Let’s not confuse the issue here: tech savvy girls are radical. A subscription to Wired is a plus and the ability to speak intelligibly about why you think Twitter can change the world one anecdotal update at a time isn’t necessarily a bad thing. But my libido dwindles down to the level of a sleeping Stephen Hawking when I see that you've posted more than 10,000 updates from your Twitter page.
I can accept that you pretend to tweet because it’s part of your job. I’m not exactly sure why it’s important to know about Shaq’s bowel movements in order to be a successful teacher, but I can accept it. What I can’t accept is the fact that you’ve felt the need to share something that happened to you in the past few weeks roughly as often as that one drunk person at the bar felt the need to compulsively play tributary Michael Jackson tracks on the jukebox.

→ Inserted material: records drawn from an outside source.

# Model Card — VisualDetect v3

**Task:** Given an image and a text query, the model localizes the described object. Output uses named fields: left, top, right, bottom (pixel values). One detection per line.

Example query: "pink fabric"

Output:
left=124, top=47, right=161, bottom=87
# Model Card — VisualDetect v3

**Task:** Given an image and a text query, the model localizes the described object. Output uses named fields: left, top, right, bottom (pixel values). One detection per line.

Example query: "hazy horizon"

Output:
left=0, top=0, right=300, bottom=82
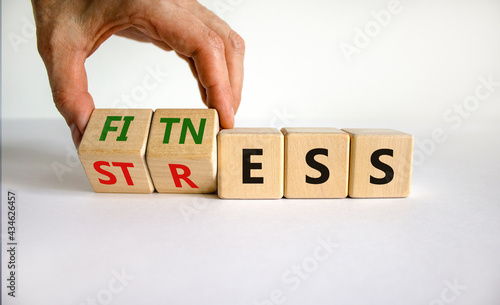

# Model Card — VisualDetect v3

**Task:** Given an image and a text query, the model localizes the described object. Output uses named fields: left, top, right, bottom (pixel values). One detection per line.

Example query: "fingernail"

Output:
left=69, top=123, right=82, bottom=149
left=231, top=107, right=235, bottom=127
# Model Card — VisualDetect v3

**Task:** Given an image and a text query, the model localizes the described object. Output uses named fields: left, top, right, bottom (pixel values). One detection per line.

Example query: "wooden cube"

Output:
left=78, top=109, right=154, bottom=193
left=342, top=129, right=413, bottom=198
left=146, top=109, right=219, bottom=193
left=217, top=128, right=284, bottom=199
left=281, top=128, right=349, bottom=198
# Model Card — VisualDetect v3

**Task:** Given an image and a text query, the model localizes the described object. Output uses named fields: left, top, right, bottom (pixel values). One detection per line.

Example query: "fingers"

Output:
left=40, top=48, right=94, bottom=148
left=145, top=5, right=241, bottom=128
left=188, top=5, right=245, bottom=113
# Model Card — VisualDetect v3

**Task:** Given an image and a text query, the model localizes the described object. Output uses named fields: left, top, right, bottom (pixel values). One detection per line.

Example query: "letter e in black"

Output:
left=243, top=148, right=264, bottom=184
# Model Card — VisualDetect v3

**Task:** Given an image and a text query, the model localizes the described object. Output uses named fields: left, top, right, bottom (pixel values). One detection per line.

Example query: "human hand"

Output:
left=32, top=0, right=245, bottom=148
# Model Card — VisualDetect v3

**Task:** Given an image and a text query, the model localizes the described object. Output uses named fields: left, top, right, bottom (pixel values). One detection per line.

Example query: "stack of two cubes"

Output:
left=79, top=109, right=413, bottom=199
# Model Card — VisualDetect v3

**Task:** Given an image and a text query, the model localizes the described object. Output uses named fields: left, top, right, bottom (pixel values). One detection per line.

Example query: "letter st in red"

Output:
left=78, top=109, right=154, bottom=193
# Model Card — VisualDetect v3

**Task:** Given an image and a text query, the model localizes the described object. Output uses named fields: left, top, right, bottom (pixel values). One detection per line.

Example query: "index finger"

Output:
left=140, top=4, right=234, bottom=128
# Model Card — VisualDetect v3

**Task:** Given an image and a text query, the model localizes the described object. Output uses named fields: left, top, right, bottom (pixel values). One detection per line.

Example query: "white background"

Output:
left=2, top=0, right=500, bottom=305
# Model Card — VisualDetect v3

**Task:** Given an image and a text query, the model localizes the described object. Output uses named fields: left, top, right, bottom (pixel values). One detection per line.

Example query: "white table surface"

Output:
left=2, top=119, right=500, bottom=305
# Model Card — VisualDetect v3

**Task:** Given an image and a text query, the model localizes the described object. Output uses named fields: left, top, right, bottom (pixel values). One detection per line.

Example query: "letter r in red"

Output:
left=168, top=164, right=198, bottom=189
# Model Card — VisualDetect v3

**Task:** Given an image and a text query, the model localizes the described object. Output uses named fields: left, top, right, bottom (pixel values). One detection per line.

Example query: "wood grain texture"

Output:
left=146, top=109, right=219, bottom=193
left=281, top=128, right=349, bottom=198
left=78, top=109, right=154, bottom=193
left=217, top=128, right=284, bottom=199
left=342, top=129, right=413, bottom=198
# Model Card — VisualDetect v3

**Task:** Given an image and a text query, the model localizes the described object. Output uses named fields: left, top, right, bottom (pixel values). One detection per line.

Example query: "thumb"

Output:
left=42, top=48, right=95, bottom=149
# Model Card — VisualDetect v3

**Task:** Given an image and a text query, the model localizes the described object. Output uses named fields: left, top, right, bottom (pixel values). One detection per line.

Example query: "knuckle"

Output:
left=207, top=31, right=225, bottom=54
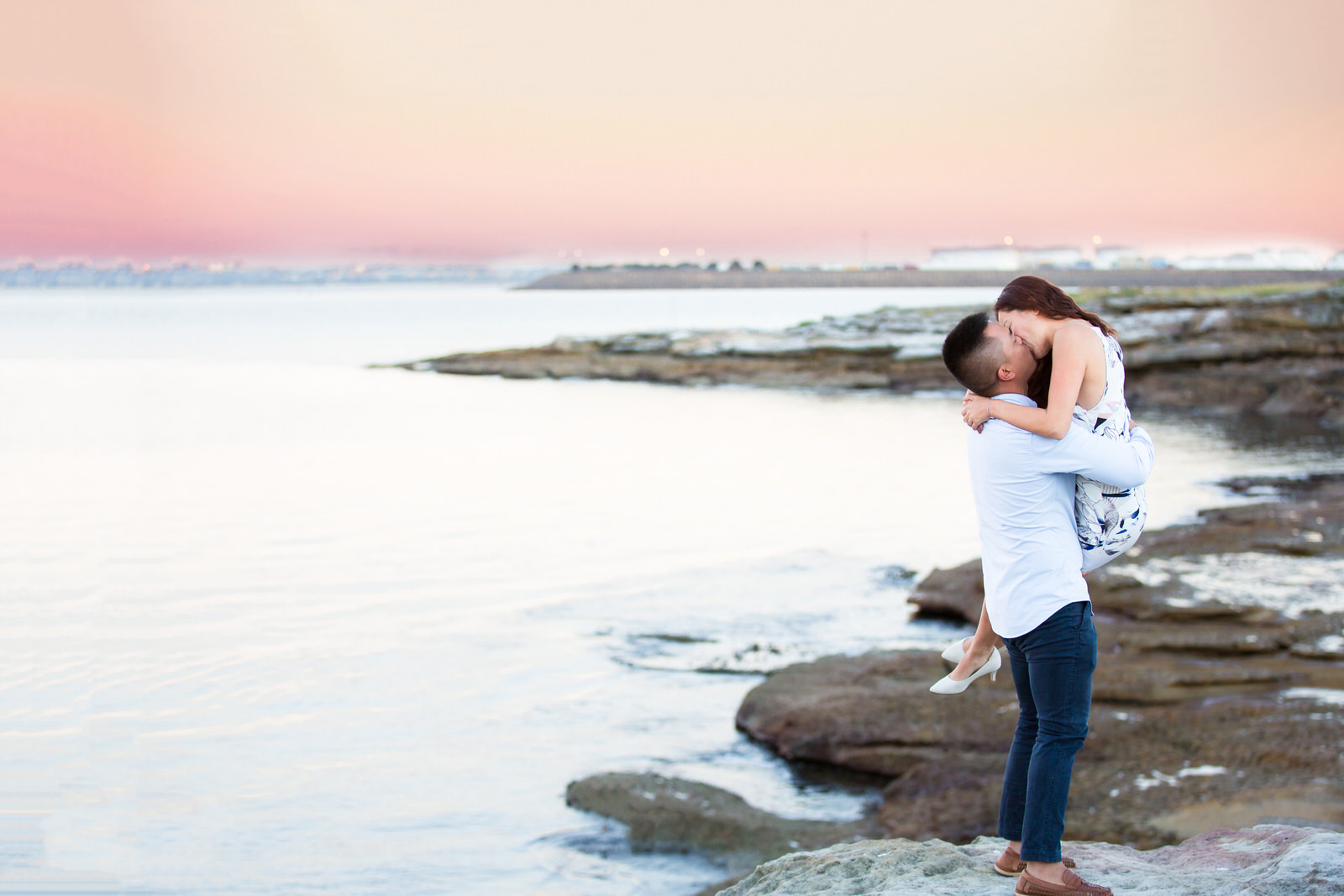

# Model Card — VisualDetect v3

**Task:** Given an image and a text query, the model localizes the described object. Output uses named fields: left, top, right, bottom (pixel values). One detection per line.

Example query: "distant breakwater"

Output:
left=399, top=284, right=1344, bottom=427
left=517, top=266, right=1337, bottom=289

It’s not that tweeting is inherently bad, but over-saturation destroys happiness and sucks the life out of anything. Take high-fives for instance: If we did them all the time they would not only become meaningless, they would be annoying. Instead of a spontaneous expression of awesomeness, high-fives would become a reminder of what it means to waste life constantly doing something pointless. Over-tweeting lumps anything worthwhile that we experience in with the stuff nobody needs to really know about.
If you need help breaking the cycle, just try to high-five someone every time you feel the impulse to tweet. Problem solved.